DX11
Computer Graphics & Procedural Programmer
Github
Water Simulation - Gerstner Waves
- Implemented a physically-inspired Gerstner Wave model in the domain shader to deform a tessellated water plane.
- Supports multi-layered waves with editable parameters: steepness, wavelength, speed, and direction.
- Accurate vertex normal reconstruction was done using derived tangents and bitangents per wave layer to ensure proper lighting and shading.
Parallel Split Shadow Maps (PSSM)
- Integrated Parallel Split Shadow Mapping (PSSM) for high-quality directional shadows with 3 cascade levels (near, mid, far).
- Each cascade is calculated using frustum slicing and orthographic projection aligned with the light direction.
- Light positions and properties fully configurable at runtime via GUI.

Compute-shader Buoyancy
- The boat is physically represented by a rectangular Bullet3D body synced with the visible mesh.
- A grid of points is sampled across the bottom hull surface each frame.
- A compute shader evaluates each point using gradient descent to find the corresponding wave height (Gerstner waves require solving for vertical displacement, as they map 3D inputs to 3D outputs).
- The vertical distance between each hull point and wave surface is used to estimate displaced fluid volume and generate upward buoyant forces.

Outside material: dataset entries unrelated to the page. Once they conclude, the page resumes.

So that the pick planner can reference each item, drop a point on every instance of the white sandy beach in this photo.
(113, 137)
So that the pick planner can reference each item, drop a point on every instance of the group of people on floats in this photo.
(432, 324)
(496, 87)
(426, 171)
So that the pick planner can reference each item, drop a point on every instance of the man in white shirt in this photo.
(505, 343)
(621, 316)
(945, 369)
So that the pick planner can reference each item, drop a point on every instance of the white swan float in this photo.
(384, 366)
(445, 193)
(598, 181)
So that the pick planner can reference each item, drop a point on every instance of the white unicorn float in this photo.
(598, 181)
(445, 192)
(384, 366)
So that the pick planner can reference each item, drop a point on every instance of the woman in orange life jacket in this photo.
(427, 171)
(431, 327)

Screen-Space Reflection (SSR)
Realistic water surface reflections were achieved using a screen-space ray marching algorithm:
- Ray-marching in screen space with Digital Differential Analyzer (DDA) stepping to prevent over-sampling.
- Fallback to a cubemap-based skybox when rays leave the view frustum, avoiding visual artifacts at screen edges.
- Exposed fidelity controls (max steps, step size, reflection opacity) via ImGui interface for real-time tweaking and performance balancing.
Procedural Terrain With Procedural Destruction
Terrain Generation
- Used fractal Brownian motion (fBM) to procedurally generate rocky peaks emerging from the ocean.
- GPU terrain is recalculated every frame using dynamic tessellation and vertex displacement.
- A parallel CPU mesh is generated once and partially recalculated only when geometry is altered (e.g., via cannon fire), enabling accurate ray-triangle intersections and collisions.

Destruction System
- When terrain is hit by a cannon, the affected mesh region is extracted and converted into a destructible fragment set.
- A sequence of randomly positioned and oriented splitting planes intersect the geometry and fragment it into jagged, rock-like chunks.
- Each internal face is automatically inverted and retextured to distinguish the interior from the original surface.
Retro Underwater Effect
Achieved by combining various post-processing techniques:
- Edge Blur: Vignette-based Gaussian blur applied only to screen edges using dynamic radial masks.
- Water Distortion: Ripple effects applied via trigonometric distortion of UVs in the pixel shader.
- Color Tinting & Magnification: Simulated depth distortion with a center-screen magnifier using aspect-corrected circular masks.